Friday, July 01, 2011

Coup maker’s party in the race for Thai polls


IT was a scene reminiscent of the Happy Coup in 2006 where elated Bangkokians showered the soldiers with roses.

Arriving at a makeshift stage in a Buddhist temple in Samut Prakan, about 20km from Bangkok, retired General Sonthi Boonyaratkalin was mobbed by about 100 Thais – mostly women – who excitedly presented him with red roses on Wednesday night.

It was a warm reception for coup maker-turned-politician at his campaign stump in Samut Prakan, a town located at the mouth of the Chao Phraya River to the Gulf of Thailand.

It is typical of Thai politicians to be showered with roses by adoring fans.

In 2006, Army Commander Sonthi launched a coup which brought down the government of Prime Minister Thaksin Shinawatra on Sept 19, 2006.

The 64-year-old former general, who retired in October 2007, is now the head of Matabhum Party (Motherland Party).

His party is targeting Malay Muslim voters living in Thailand’s deep south provinces of Narathiwat, Yala and Pattani.

After his campaign speech, in an interview held behind the stage, Sonthi, speaking through a translator, said in Thai that he was in politics because he did not want Thailand to be politically divided.

“I don’t want my country to be separated by Red Shirts and Yellow Shirts,” he explained.

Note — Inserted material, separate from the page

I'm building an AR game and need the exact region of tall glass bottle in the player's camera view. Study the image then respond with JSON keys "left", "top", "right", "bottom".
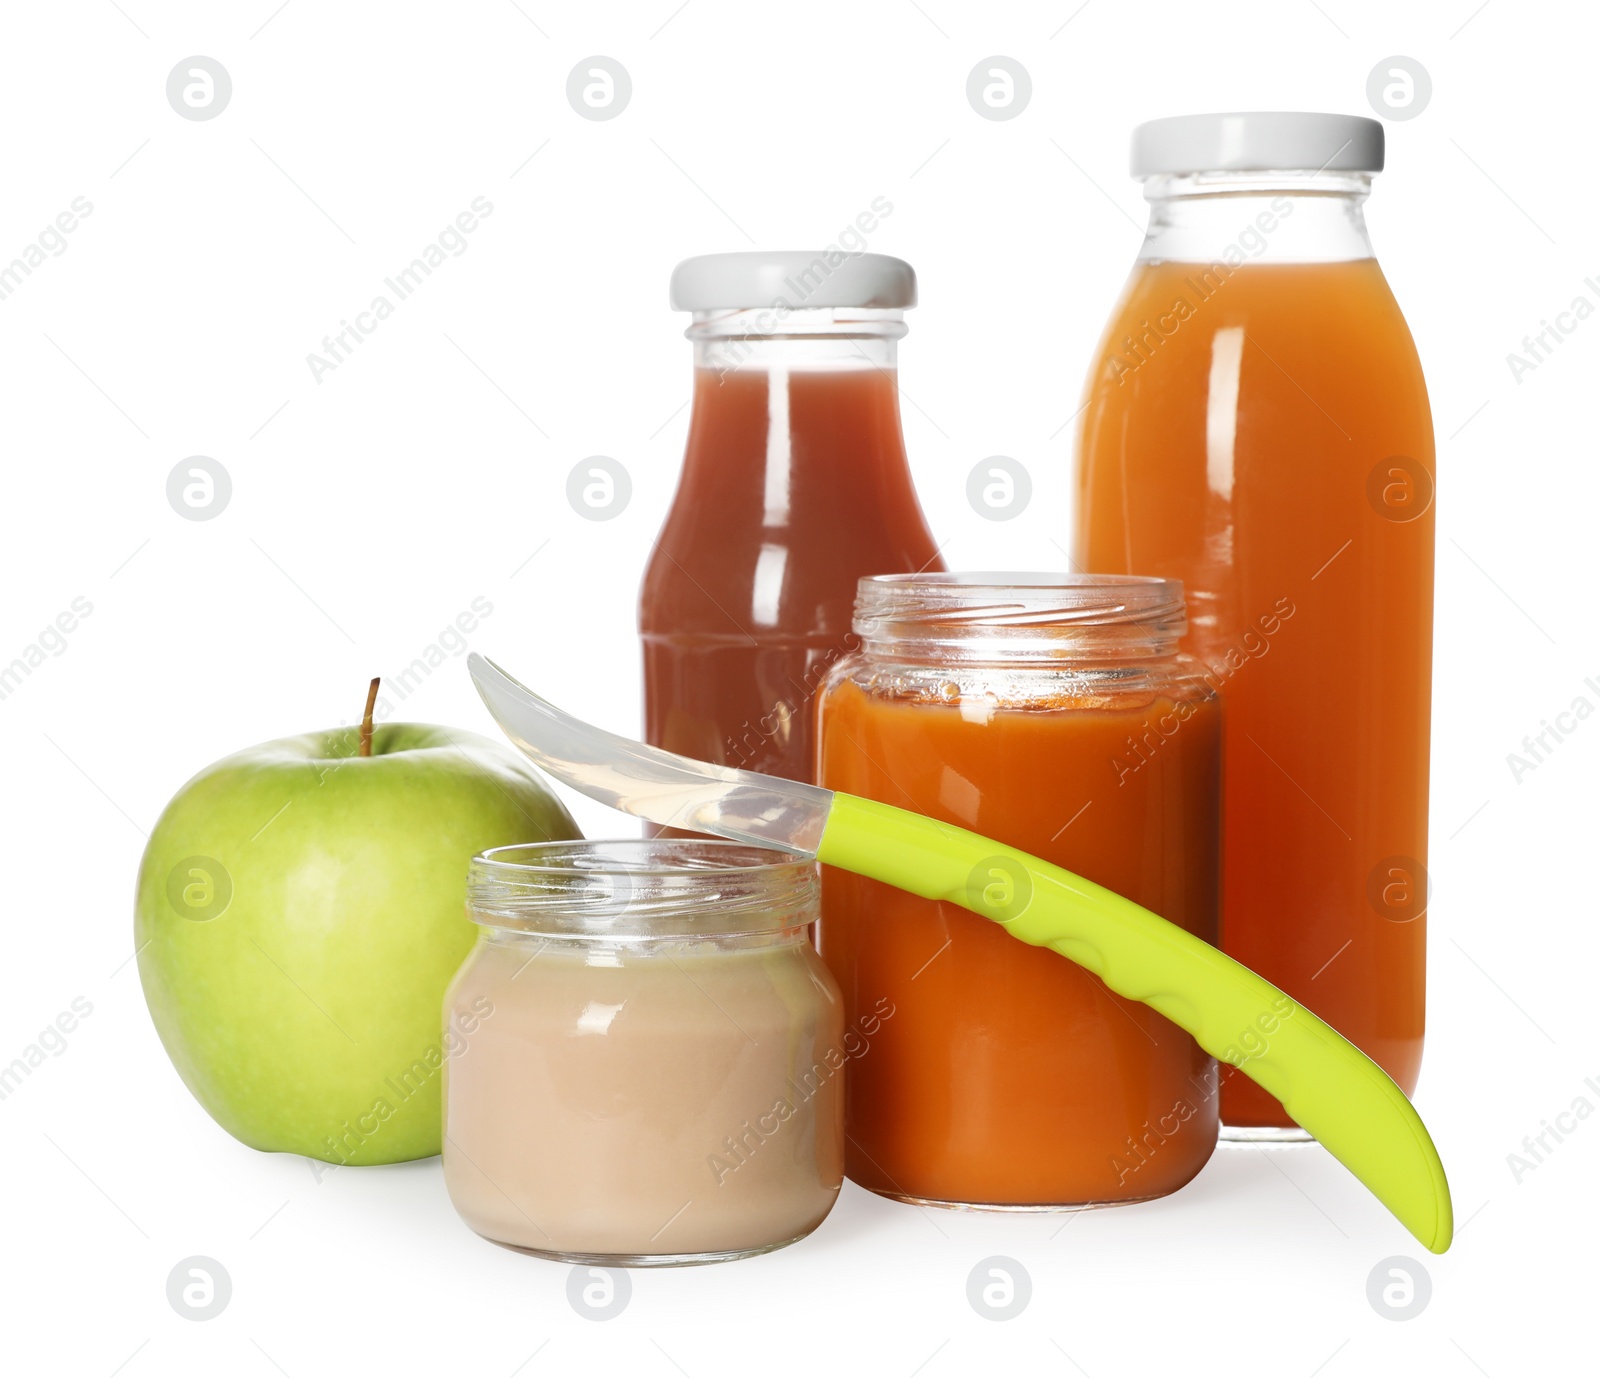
{"left": 641, "top": 252, "right": 943, "bottom": 783}
{"left": 1071, "top": 114, "right": 1435, "bottom": 1134}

“If you are not red and yellow, then what’s your colour?” I asked the smiling general.

“If you mix red and yellow what you get is ....” he said, pointing to his orange-coloured Matabhum t-shirt.

Kevin Hewison, the director of the Carolina Asia Centre in the University of North Carolina, said Sonthi had always claimed not to be interested in politics.

“But after the coup – I’m not sure if he was the major player running the coup but he became the head of it – he kind of liked the power he had,” said the Australian who is an expert on Thai politics.

“And it looks like the changes made in the 2007 Thai constitution give small parties more (bargaining) power.

“Sonthi is the head of a very, very small party which might win four or five MP seats and he might get a minister post out of that.”

Sonthi does not regret launching the 2006 coup.

“It was the people who wanted to coup. And it is the duty of the army to protect the county,” the soldier, who is economical in his answers, said.

Asked if he was afraid that Thaksin would return to Thailand and take revenge on him, Sonthi smiled and said: “Not at all. It all depends on the population.

“If they love me they will protect me.”

There was no indication the former general feared for his life as he was lightly protected during his visit to Samut Prakan.

Unlike the Thai Prime Minister Abhisit Vejjajiva, who has complained he was hounded by the pro-Thaksin Red Shirts during his campaigning, Sonthi said he was warmly received wherever he went.

Sonthi said he formed Matabhum as his mission was to solve the violent conflict in the three restive provinces.

“A big party would not fully focus on these provinces,” he said.

“Just allow the locals to solve their own problem as they know who the masterminds behind the (killings and bombings) are.

“They can report to their village heads on who these people are.”

The retired general, who is a Muslim, added that he did not agree with the government’s policy of sending soldiers to quell the violence in the three provinces.

Sonthi believes the Malaysian Government fully supported Thai­land in solving the bloody conflict in the Muslim-dominated provinces bordering Malaysia.

“Kuala Lumpur wants it solved as soon as possible as they know the violence can affect them along the border,” he explained.

The former general expects his party to win about 15 out of the 500 MP seats up for grabs.

Asked which party he would support once the votes were counted, Sonthi said, “I will join (the coalition government) which has the same mission and vision as my party.”

In Thailand politics, that is the code phrase for: “Regardless of political ideology, I will join whichever party that forms a coalition government.”

Interestingly, the coup maker is willing to support Pheu Thai headed by Yingluck, Thaksin’s youngest sister.

A political analyst said, “Not a surprise as this is Thailand.”

Sonthi is gunning for a minister post which complements his job experience – Defence Minister.

“If not, then maybe a minister post where I can help to build up society,” he revealed.

On Sunday, Sonthi hopes Thais living in Malaysia will return to their homeland to vote him back to the seat of power.